We all know that hip flexibility is important as a runner. A lack of hip flexibility can drastically increase your risk of picking up an injury. Anything from actual hip pain, to lower back pain, knee problems or even as low as your feet!
Hip extension and flexion are the ones that everyone seems to talk about the most – i.e. tight hip flexors (restricting extension) and tight hamstrings (restricting hip flexion). And they are right to be paying attention to these issues. But there is one area of flexibility which is so massively overlooked, that many runners don’t really know what it is or how to increase it. I’m talking about hip internal rotation (aka medial rotation).
What is it?
Hip internal rotation can be demonstrated a number of ways. These are the two easiest:
- Sit on a high chair or stool with the legs dangling down. With the knees together, move your ankles apart – this is hip internal rotation.
- Lay on your back on the floor – legs straight. Twist your whole leg so that the foot and knee point in towards the other leg – this is also hip internal rotation.
It occurs when the femur rotates in the hip socket towards the midline of the body.
Why is it so important to runners?
Hip internal rotation allows us to extend the hip fully, which in turn leads to better engagement of the glutes. The glutes are the powerhouse of the body which propel us forwards when we run. If they don’t work efficiently then more work is required of other muscles and poor form and imbalances really start to take hold.
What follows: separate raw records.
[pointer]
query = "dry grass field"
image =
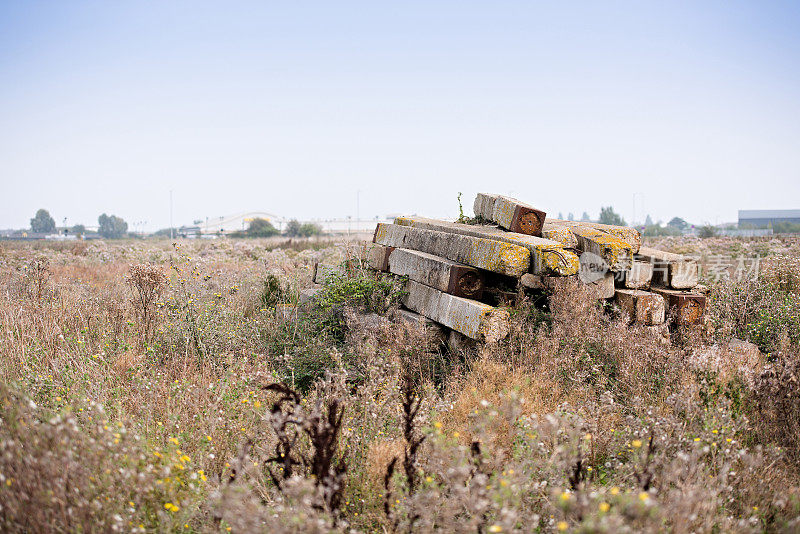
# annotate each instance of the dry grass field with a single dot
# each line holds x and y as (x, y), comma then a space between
(146, 387)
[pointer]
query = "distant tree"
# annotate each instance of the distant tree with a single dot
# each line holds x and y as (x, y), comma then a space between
(658, 230)
(680, 224)
(293, 228)
(111, 227)
(261, 228)
(309, 229)
(43, 223)
(609, 216)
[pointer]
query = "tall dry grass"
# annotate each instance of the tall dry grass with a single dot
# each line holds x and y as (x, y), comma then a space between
(577, 422)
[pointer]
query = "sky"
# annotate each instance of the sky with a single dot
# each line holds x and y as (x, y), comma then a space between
(320, 110)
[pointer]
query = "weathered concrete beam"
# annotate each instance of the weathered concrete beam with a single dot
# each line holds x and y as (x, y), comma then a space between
(469, 317)
(439, 273)
(684, 307)
(490, 255)
(670, 270)
(641, 307)
(509, 213)
(629, 235)
(616, 253)
(532, 281)
(562, 234)
(518, 217)
(638, 277)
(377, 256)
(483, 207)
(548, 257)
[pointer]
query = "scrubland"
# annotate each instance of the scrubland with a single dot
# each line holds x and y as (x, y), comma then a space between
(151, 387)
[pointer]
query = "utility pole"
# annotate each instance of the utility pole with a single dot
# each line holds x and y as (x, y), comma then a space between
(358, 208)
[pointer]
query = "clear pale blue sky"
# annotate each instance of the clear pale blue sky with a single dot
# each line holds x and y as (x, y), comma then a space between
(293, 107)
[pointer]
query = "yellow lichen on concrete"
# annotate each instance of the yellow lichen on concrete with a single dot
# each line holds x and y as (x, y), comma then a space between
(560, 262)
(561, 234)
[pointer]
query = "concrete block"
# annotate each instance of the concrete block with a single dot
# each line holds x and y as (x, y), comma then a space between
(616, 253)
(629, 235)
(439, 273)
(548, 258)
(561, 234)
(483, 207)
(670, 270)
(683, 307)
(377, 256)
(641, 307)
(469, 317)
(637, 277)
(518, 217)
(490, 255)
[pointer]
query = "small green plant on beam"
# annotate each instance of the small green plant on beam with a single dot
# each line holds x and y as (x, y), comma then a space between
(463, 219)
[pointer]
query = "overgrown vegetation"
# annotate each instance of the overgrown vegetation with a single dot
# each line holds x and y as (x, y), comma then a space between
(247, 410)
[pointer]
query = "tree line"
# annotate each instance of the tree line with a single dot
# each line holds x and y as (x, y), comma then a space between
(108, 226)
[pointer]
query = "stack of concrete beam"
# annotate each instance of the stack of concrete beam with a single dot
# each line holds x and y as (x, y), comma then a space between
(449, 266)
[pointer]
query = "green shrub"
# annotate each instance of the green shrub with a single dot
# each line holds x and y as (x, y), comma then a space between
(364, 290)
(273, 292)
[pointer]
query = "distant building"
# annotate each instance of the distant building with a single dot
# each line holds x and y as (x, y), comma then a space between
(756, 218)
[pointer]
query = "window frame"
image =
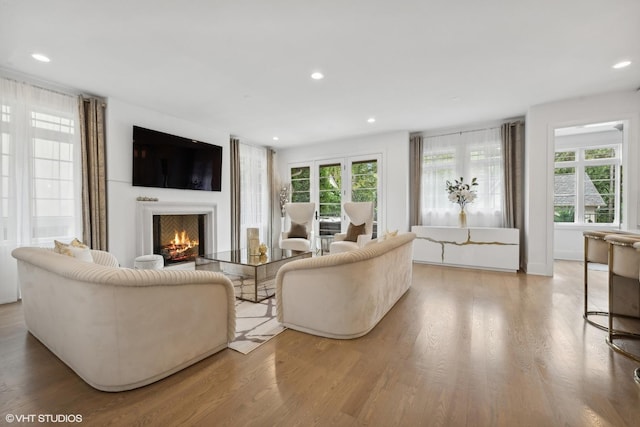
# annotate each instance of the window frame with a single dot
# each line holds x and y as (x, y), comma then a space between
(580, 164)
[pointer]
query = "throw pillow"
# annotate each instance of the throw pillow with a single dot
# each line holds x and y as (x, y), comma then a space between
(75, 249)
(353, 231)
(389, 234)
(298, 231)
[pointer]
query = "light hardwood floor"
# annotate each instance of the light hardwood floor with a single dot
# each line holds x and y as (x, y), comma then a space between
(461, 348)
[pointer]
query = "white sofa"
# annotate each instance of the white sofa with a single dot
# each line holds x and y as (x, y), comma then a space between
(345, 295)
(121, 328)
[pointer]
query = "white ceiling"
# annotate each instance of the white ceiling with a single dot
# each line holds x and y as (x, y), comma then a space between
(243, 66)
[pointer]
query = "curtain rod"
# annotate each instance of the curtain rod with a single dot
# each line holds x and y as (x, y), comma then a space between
(470, 130)
(39, 86)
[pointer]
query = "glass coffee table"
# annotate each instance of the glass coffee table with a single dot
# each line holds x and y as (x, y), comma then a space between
(253, 276)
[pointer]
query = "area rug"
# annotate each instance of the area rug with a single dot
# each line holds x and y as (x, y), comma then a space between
(256, 323)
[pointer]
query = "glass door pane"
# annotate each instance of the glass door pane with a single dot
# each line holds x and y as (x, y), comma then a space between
(364, 186)
(329, 198)
(301, 184)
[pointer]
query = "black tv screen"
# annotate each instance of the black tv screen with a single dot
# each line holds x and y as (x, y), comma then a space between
(168, 161)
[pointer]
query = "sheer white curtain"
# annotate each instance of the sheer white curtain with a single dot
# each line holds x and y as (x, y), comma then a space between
(39, 173)
(254, 192)
(464, 154)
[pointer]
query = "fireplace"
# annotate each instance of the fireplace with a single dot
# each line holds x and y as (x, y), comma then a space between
(177, 237)
(159, 222)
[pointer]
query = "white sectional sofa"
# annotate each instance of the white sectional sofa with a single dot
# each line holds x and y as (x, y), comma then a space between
(120, 328)
(345, 295)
What’s more, if you can’t get enough hip extension our bodies have a cunny way of overcoming this by overcompensating with other movements. The more frequently seen ones are: overpronation at the foot; external rotation of the foot towards the end of stance phase; knee valgus (falling inwards); increased knee & lower back extension etc etc. All of these compensations will eventually lead to other problems, with a lack of hip IR at the root of the issue.
How to test it
A ‘optimal’ range of hip internal rotation is 45 degrees. Although very few people get anywhere near this amount and 35 is often seen as sufficient. To test your hip rotation, sit on a high chair or stool with the knees together and move the ankles apart – you should be able to achieve a minimum of a 35 degree angle here. Here’s my attempt below – a bit on the tight side but not too bad! My left is a little worse than my right!
If you’re no better, or even worse than me – get to work with:
Increasing internal rotation
Stretching the opposing muscle group (in this case the external rotators) is the first thing that comes to mind to most people if you mention increasing a range of motion and rightly so. Here’s a simple IR stretch:
- Lay on your back with the knees bent and feet flat on the floor. Take the feet as wide apart as you can comfortably get them and then allow the knees to fall inwards towards each other. Relax in this position and you should feel a stretch around the outside of the hips.
But for many people, the reduction in internal rotation may actually be at least in part down to weakness, so strengthening the internal rotators is also a good idea.
- Lay on your side, knees bent and feet in line with your spine. Ensure the hips are stacked one directly on top of the other. Keep the knees together as you lift the top ankle away from the bottom one. Rest and repeat 3 sets 12-15 reps.